実は三十過ぎのオッサンと知って驚愕した筆者の小学校時代
筆者は人に何か言われて「当たり前だよ」と答えるとき、つい「当たり前田のクラッカー」と言ってしまう。子供のころ見ていた「てなもんや三度笠」の影響だ。この番組に出ていた白木みのるが2年前に亡くなっていたことが分かり、話題になっている。
「てなもんや三度笠」は1962年5月にスタート。藤田まことがあんかけの時次郎に扮した軽妙なコメディ時代劇。公開放送で、観客の拍手と笑い声が聞こえた。TBS系で放送され、最高視聴率64・6%を稼いだお化け番組だ。
藤田の相方が白木演じる珍念という小坊主だ。甲高い声でしゃべり、いつも饅頭を頬張っていた印象がある。山賊に軽々と抱え上げられ、「助けて~」と言いながら連れ去られる場面もあった。
白木は身長140㌢。まだ幼稚園児だった筆者は「なんで子供の坊さんがいるのかな」と疑問を抱きつつも毎週欠かさず見ていた。自分と同じような子供が出ているとシンパシーを感じてドラマに引き込まれるもの。
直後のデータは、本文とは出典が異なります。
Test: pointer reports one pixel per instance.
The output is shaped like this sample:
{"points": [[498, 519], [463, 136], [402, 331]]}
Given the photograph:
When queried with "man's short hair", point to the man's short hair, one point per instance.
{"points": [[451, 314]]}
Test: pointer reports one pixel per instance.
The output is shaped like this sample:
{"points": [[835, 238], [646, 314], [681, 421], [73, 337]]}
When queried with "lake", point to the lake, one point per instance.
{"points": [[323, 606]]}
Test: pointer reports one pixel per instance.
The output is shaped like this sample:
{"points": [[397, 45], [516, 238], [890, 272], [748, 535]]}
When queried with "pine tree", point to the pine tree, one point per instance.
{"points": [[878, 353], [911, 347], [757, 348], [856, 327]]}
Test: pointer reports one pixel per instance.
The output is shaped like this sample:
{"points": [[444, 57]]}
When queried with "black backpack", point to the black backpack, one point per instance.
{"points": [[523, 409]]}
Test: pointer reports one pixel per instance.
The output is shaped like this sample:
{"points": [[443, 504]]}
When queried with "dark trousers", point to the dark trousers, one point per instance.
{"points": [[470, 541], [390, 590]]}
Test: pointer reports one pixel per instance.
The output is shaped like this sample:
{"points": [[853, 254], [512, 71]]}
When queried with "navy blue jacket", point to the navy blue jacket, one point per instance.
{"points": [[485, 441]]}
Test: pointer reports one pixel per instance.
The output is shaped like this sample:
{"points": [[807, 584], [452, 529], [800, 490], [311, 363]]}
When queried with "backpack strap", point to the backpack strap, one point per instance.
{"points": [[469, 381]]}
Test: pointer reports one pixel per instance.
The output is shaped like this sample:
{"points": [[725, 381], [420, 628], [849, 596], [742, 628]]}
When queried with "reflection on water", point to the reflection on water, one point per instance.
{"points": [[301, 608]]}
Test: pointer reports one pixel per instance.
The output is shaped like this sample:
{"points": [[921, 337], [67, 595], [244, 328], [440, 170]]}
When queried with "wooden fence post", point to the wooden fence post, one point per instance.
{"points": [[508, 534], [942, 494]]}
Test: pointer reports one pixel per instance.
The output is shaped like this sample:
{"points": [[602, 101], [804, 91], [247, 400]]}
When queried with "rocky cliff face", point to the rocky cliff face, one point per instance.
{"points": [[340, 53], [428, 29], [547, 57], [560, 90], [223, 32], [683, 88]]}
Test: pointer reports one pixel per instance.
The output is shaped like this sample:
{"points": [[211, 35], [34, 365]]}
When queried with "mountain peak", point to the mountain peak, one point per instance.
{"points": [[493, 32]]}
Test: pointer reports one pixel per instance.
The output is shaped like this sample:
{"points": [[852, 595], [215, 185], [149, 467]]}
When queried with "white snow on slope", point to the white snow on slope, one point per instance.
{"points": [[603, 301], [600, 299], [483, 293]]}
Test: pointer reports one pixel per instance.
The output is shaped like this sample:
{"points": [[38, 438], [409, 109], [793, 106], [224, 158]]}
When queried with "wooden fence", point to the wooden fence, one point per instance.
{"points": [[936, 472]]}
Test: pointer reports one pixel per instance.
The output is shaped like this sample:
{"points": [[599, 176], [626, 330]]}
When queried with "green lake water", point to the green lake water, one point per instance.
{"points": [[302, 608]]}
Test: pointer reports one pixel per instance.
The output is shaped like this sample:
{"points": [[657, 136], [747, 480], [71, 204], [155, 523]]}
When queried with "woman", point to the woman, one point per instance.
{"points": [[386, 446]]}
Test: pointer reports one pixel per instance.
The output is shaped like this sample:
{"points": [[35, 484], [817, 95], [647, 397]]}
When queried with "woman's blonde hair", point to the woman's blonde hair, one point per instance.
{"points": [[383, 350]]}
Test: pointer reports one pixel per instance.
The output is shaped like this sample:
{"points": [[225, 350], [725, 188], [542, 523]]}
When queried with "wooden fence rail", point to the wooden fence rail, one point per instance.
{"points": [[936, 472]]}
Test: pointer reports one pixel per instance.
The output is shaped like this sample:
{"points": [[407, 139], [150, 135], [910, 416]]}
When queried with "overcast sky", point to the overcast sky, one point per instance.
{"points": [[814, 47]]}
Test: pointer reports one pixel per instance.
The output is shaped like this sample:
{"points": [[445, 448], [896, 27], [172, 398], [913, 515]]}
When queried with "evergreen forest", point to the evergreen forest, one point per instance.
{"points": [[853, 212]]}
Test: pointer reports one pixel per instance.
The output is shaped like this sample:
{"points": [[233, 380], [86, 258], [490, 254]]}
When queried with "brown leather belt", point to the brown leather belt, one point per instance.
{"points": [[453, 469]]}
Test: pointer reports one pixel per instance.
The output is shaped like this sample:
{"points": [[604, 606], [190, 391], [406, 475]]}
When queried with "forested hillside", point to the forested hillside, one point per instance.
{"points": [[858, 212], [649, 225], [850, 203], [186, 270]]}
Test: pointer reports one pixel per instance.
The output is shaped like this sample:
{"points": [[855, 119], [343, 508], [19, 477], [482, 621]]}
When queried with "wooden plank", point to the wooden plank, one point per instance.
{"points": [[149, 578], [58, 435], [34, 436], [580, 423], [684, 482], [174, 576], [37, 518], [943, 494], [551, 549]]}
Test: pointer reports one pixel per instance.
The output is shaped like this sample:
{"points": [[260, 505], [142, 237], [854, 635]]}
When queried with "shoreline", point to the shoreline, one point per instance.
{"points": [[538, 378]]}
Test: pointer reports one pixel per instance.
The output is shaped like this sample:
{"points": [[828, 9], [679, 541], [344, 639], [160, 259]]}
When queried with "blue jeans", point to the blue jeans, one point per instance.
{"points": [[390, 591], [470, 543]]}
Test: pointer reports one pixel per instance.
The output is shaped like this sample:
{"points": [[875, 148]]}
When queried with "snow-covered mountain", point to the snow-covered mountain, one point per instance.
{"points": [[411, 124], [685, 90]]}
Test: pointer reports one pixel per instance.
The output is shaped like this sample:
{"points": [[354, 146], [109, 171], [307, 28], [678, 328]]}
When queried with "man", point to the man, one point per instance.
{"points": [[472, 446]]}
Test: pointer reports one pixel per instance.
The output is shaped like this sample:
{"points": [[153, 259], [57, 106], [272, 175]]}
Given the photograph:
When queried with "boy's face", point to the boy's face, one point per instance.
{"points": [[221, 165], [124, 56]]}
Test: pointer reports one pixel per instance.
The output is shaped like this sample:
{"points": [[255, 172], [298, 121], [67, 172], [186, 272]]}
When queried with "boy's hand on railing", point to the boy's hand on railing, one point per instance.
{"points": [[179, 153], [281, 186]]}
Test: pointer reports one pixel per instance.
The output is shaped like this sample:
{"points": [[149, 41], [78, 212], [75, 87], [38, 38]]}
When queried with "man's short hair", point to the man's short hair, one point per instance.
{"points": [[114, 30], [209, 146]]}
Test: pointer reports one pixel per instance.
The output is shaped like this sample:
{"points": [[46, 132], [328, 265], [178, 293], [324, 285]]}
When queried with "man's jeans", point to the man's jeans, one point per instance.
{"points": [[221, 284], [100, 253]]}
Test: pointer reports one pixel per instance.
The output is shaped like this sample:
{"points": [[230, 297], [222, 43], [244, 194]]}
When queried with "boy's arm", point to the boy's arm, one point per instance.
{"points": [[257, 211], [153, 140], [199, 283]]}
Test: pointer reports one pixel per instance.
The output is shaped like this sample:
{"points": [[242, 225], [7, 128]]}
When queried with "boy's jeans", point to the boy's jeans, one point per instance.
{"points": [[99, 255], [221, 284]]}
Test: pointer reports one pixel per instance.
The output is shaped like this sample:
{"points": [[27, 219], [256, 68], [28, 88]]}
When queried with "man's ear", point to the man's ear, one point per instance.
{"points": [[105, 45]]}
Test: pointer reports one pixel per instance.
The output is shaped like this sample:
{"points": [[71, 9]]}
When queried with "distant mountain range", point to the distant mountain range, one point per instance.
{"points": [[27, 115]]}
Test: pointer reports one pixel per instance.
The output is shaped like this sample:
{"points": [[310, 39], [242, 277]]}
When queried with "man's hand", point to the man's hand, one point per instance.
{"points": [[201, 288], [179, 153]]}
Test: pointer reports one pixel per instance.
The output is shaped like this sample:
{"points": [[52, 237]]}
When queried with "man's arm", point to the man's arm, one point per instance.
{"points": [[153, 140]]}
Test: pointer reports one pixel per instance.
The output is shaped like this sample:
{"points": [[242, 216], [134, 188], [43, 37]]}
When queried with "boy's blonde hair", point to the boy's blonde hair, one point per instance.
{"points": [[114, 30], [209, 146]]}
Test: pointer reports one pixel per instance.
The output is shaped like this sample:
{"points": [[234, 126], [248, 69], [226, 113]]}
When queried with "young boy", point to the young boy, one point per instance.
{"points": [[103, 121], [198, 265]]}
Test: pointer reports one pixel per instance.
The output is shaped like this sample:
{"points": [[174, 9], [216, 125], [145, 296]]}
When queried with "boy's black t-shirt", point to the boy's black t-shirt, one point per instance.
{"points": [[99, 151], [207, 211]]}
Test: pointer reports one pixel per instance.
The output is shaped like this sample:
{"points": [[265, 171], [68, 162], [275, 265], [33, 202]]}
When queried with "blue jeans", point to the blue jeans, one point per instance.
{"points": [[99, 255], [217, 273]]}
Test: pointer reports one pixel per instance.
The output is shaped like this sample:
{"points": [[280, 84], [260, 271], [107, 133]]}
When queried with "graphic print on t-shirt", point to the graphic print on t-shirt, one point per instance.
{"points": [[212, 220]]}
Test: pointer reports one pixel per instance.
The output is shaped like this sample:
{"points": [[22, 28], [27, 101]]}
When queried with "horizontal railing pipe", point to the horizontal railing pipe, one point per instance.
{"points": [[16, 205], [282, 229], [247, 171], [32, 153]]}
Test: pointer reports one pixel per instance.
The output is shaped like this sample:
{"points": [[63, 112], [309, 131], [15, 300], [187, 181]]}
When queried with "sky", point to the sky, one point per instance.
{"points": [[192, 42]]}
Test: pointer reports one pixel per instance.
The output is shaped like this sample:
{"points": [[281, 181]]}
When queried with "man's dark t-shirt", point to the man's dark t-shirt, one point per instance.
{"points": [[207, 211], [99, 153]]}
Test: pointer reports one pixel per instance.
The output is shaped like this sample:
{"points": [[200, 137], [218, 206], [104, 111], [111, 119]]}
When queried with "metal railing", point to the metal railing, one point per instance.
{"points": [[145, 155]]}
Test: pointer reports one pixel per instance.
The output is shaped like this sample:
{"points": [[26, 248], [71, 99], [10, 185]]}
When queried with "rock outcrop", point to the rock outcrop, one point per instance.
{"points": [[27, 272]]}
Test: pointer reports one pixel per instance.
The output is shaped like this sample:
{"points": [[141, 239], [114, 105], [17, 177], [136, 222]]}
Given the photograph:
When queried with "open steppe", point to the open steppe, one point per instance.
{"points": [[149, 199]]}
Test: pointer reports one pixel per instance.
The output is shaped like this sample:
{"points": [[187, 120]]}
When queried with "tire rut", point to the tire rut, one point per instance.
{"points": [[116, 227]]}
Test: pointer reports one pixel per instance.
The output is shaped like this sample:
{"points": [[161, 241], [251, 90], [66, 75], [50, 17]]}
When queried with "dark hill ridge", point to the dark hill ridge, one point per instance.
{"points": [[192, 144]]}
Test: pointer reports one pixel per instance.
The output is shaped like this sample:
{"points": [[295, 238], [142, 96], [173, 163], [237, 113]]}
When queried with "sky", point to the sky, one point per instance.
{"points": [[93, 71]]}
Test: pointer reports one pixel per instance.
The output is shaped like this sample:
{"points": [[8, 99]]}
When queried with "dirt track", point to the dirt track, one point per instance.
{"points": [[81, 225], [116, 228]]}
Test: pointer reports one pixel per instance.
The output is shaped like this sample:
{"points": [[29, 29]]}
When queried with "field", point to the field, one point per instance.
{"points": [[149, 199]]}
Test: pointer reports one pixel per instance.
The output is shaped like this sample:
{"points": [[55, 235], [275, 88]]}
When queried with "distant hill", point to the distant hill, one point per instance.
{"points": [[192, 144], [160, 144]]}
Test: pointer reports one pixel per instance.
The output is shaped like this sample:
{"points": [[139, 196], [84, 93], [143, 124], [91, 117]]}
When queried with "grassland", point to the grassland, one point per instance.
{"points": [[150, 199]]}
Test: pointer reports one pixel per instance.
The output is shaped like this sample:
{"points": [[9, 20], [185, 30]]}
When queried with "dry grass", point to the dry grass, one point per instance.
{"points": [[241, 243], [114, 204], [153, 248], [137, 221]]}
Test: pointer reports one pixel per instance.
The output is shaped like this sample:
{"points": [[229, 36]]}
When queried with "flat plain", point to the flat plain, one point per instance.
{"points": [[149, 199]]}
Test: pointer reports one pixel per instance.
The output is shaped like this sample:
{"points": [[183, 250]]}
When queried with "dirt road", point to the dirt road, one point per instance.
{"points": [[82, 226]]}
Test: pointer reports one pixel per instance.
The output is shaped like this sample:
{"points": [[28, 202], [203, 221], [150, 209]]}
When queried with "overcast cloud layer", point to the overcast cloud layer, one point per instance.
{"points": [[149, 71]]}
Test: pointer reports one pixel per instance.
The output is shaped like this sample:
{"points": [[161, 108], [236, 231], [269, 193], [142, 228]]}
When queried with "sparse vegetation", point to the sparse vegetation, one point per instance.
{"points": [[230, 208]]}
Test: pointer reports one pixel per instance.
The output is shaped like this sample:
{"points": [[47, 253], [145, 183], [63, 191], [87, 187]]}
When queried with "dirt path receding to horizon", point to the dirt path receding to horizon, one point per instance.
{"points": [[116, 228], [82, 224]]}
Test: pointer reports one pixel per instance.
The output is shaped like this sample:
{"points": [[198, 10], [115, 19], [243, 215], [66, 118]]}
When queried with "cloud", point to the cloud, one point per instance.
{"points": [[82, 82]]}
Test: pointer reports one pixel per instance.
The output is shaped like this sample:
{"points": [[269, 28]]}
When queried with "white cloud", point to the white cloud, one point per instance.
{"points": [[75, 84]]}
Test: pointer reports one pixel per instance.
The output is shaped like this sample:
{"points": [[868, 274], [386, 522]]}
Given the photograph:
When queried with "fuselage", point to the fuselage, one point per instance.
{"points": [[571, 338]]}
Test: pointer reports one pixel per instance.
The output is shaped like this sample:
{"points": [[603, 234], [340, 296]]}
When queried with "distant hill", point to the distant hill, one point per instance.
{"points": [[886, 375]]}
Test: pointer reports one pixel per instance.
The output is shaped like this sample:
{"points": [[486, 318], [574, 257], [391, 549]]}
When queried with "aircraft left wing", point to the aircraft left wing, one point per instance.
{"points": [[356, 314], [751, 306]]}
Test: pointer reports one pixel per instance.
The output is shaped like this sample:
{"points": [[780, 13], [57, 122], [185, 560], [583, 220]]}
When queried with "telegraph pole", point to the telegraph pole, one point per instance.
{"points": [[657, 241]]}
そういう意味で白木の存在は大きかった。
ところが小学2年生のとき、級友から「白木みのるは30過ぎのオッサンだよ」と言われてびっくりした。本当なのか。親に聞いたら「そうだ」との答え。自分とそれほど年が違わないと思っていた小坊主が30代とは! マンモス級の衝撃的な驚愕を受けたのだ。実は白木は34年5月生まれ。筆者が小学2年だった66年時点で32歳である。
その日以来、筆者は世の中にはいろんな人がいるのだと知った。普通の大人もいれば、子供っぽい大人もいる。考えてみれば学校も同じだ。クラスにはかわい子ちゃんもいるし、かわい子ちゃんのバスに乗り遅れた子もいる。玉石混交といったら「女性差別だ」と怒られそうだが、輝いている子と輝きの薄い子の差は存在した。
白木は草創期の吉本興業に所属し、「てなもんや」の前の「スチャラカ社員」出演時から人気を博したが、「芸能界はいつまでできるか分からん」と実業家に転じた。不動産業で成功したと報じられている。
80年ごろ、筆者の友人が大阪に遊びに行き、薬局に入ったら偶然にも白木が経営する店だった。友人が店に入ると、ちゃんと白木みのるが店番をしていたそうで、こう言っていた。
「あの甲高い声で対応してくれたよ。だけど顔に皺が多くてなんだか気持ち悪かった」
無理もない。80年だったら白木はすでに46歳だ。当時の46歳は今の46歳より老けていた。ましてや友人も筆者と同様に映りの悪いブラウン管テレビで「てなもんや」を見ていたため、白木が本物の子供に思えた。それが実年齢で現れたのだから、記憶との落差でゲロゲロッとなるのも当然だ。彼の話を聞いて、筆者は実年齢の白木を見てみたいと思った。失礼ながら怖いもの見たさという気持ちもあった。
藤田まことは白木より1歳上の33年生まれ。2010年に76歳で死去した。その12年後に白木が没したことになる。
今回の報道で、かつて西川きよしが白木の付き人を務めたこと、白木が生涯結婚せず、晩年は老人ホームに入所していたことが明らかになった。兵庫県芦屋市に住む遺族は「2年前に亡くなったのは事実です。それ以上はお答えできません」とつれない対応をしている。
気になるのは訃報を知った西川の反応だ。取材でこう語った。
「びっくりした。僕、しょっちゅう連絡とってお伺いしたんですが、おうちのみなさんにはお話は聞けないんです。周囲の人だけにしか聞けなかったので、お亡くなりになっていたのが分からなかった」
他人が白木に接触するのを、身内が阻んでいたのだろうか。謎だ。実に謎である。
われら「てなもんや」世代としては彼がどんな晩年をたどったのかに興味がある。遺族はなぜ「それ以上はお答えできません」と拒絶の姿勢を取るのか。その真意を知りたいものだ。